While many of the early reports of stroke in young patients were based on very limited evidence, this does not mean that there is in fact no elevated risk of stroke for young Covid patients. A Lancet review in September found evidence to support a possible association between Covid and increased stroke risk in younger populations, though the authors hesitate to conclude this definitively. In sum, there is probably an increased risk of stroke in Covid patients, especially in older patients with underlying risk factors, but it remains unclear how much higher the risk may be for younger people. Regardless, even if we end up finding an increased risk for the young, the media were wrong to draw such conclusions in April. The numbers should have given everyone pause from the get-go.
Blowing up flimsy data affects decisions about medical care and the public health response to the pandemic — not to mention our trust in the media itself. In a democratic republic, the media acts as a megaphone for our experts. When it rushes to publicize limited scientific data without foregrounding the uncertainty, it does the public a disservice. And we cannot afford further erosion of confidence in our press.
Good science and good epidemiology take time. They begin with observations of small groups of patients, like those in the NEJM correspondence, and lead to larger studies that allow for more robust conclusions. Outside of a pandemic, it takes years to elucidate and test a study question appropriately, to enroll a sizable patient population and develop a sound study methodology.
Rushing this process during a pandemic is all the more challenging. And so the science journals were not wrong to publish the preliminary findings. But we are all responsible for exercising caution about the threadbare data contained in them — for not making leaps of faith to compensate for these hardships. Physicians need to do a better job of recognizing when the numbers are lacking, and reporters need to do the same.

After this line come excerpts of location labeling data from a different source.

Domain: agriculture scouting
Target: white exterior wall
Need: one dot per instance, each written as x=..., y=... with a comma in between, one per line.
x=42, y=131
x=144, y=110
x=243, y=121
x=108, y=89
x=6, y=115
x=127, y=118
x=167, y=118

One cannot avoid invoking the boy who cried wolf: The more often public health communicators offer bombastic but misleading claims, the less likely they will be trusted in the future. Any news report with bold headlines about what “doctors say” and “science says” is likely one that withholds a good deal of the scientific story, or buries it. If we truly want to understand what scientists say, we need to be thoughtful, deliberate, and patient, lest we risk more than just a false impression.
Aaron Rothstein, M.D., is a graduate student in epidemiology and an attending neurovascular physician at the University of Pennsylvania, and the author of the New Atlantis blog Practicing Medicine.